The concurrence of all these phenomena in the Middle Laurentian may be held to afford a strong presumption that, could we discover these rocks in an unaltered state, we should find the limestones filled with marine fossils and the graphite showing the forms or structure of plants. The only startling feature in this conclusion is, that if we admit it, we must also admit that life was developed in the Laurentian time in an exuberance not surpassed, if equalled, in any subsequent period. Still, there is nothing incredible in this, for if the forms of life were few and low, their increase may have been rapid, because unchecked; and they no doubt found in the ancient seas a surplusage of material on which to feed and with which to construct their skeletons. Dr. Hunt has estimated that the amount of carbon now sealed up as coaly matter would, if diffused in the atmosphere as carbon dioxide, afford 600 times the quantity of that gas at present floating in the air. A still more vast amount is sealed up in the limestone of the several geological formations. The same chemist has shown that the quantity of lime held in solution in the ocean must have been much greater in Laurentian times than at present. These facts at least allow us to suppose that in the Eozoic times there were great supplies of carbon and of lime available to such creatures of low organisation as were capable of profiting by them; and we have no reason to doubt that there may have been plants and animals so constituted as to flourish in conditions of this kind, in which perhaps scarcely any modern species could exist.

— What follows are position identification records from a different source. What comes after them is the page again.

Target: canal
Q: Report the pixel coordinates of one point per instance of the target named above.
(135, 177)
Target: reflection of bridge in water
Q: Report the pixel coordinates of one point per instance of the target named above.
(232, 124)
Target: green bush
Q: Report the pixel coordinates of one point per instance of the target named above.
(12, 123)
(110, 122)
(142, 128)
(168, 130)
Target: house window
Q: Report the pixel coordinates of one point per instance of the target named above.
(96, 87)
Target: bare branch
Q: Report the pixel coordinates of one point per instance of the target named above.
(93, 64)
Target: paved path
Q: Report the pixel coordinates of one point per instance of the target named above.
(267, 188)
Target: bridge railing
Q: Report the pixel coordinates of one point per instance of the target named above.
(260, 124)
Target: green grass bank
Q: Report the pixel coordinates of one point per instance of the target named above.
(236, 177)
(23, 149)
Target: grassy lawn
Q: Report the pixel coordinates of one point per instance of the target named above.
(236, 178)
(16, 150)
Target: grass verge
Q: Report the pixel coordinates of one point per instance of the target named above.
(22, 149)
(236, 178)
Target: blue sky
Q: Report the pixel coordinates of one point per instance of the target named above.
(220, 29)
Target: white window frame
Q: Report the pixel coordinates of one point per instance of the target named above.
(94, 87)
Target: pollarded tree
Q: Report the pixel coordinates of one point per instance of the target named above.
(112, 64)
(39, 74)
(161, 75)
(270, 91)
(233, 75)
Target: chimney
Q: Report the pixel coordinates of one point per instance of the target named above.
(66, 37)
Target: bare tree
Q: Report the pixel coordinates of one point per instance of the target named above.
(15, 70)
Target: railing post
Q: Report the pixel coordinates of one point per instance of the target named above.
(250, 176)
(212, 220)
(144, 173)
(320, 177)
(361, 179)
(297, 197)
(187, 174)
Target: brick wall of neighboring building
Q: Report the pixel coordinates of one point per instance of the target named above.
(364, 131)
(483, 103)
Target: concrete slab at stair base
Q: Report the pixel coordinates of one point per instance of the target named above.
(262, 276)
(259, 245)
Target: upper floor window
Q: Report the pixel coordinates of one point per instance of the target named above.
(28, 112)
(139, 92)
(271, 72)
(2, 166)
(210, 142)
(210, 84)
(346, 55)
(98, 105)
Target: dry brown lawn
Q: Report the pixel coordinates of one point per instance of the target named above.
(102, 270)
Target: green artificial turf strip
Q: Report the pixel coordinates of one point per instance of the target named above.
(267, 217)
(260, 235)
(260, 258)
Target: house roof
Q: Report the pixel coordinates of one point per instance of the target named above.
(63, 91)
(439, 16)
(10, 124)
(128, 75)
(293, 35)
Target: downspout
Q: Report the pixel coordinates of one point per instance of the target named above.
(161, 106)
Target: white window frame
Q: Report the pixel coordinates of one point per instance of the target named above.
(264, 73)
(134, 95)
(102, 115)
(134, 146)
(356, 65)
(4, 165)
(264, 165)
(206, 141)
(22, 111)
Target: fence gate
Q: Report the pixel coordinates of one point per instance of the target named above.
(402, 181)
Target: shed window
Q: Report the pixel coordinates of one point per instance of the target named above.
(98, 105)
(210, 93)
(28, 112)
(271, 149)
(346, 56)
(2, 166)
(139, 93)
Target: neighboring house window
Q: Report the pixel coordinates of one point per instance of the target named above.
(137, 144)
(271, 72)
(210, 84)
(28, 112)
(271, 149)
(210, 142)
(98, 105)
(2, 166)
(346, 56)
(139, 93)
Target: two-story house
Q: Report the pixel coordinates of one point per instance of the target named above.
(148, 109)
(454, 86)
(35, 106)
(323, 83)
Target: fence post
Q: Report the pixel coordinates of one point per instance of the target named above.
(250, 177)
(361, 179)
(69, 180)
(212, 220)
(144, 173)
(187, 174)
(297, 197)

These probabilities have caused geologists anxiously to search for any traces of fossil organic remains in the old Laurentian rocks; and they have been rewarded by the discovery of one species, Eozoon Canadense, still often referred to as only a problematical fossil; but this arises to a large extent from the prevalent want of knowledge sufficient to appreciate the evidence for its organic character. This being once admitted, we have in the existence of Eozoon alone a sufficient cause for the accumulation of much of the Laurentian limestone, though there is reason to believe that it was not the only inhabitant of those ancient seas.

Fig. 15 (Nos. 1 to 4).—Small weathered specimen of Eozoon. From Petite Nation.

1, Natural size; showing general form, and acervuline portion above and laminated portion below. 2, Enlarged casts of cells from upper part. 3, Enlarged casts of cells from the lower part of the acervuline portion. 4, Enlarged casts of sarcode layers from the laminated part.

The best specimens of Eozoon occur as rounded, flattened, or more or less irregular lumps or masses in certain layers of the Laurentian limestone. When weathered on the surface of the rock, these lumps show a regular concentric lamination, caused by thin fibres of limestone, alternating with other mineral substances, filling up the spaces between them. When these intervening layers are composed of such minerals as Serpentine, Loganite, Pyroxene, or Dolomite, which are more resisting than the limestone, they project when weathered, or when the limestone is etched by an acid, so as to show the lamination very distinctly. At the lower surface of the masses the layers are seen to be thicker than they are above, and in perfect specimens they are seen toward the surface to break up into small rounded vesicles of calcite, like little bubbles, which constitute the so-called acervuline condition of Eozoon ([Fig. 15], No. 2). Slices of the fossil etched with an acid show these appearances very perfectly, and can even be printed from, so as to present perfect nature-prints of the structure ([Fig. 16]).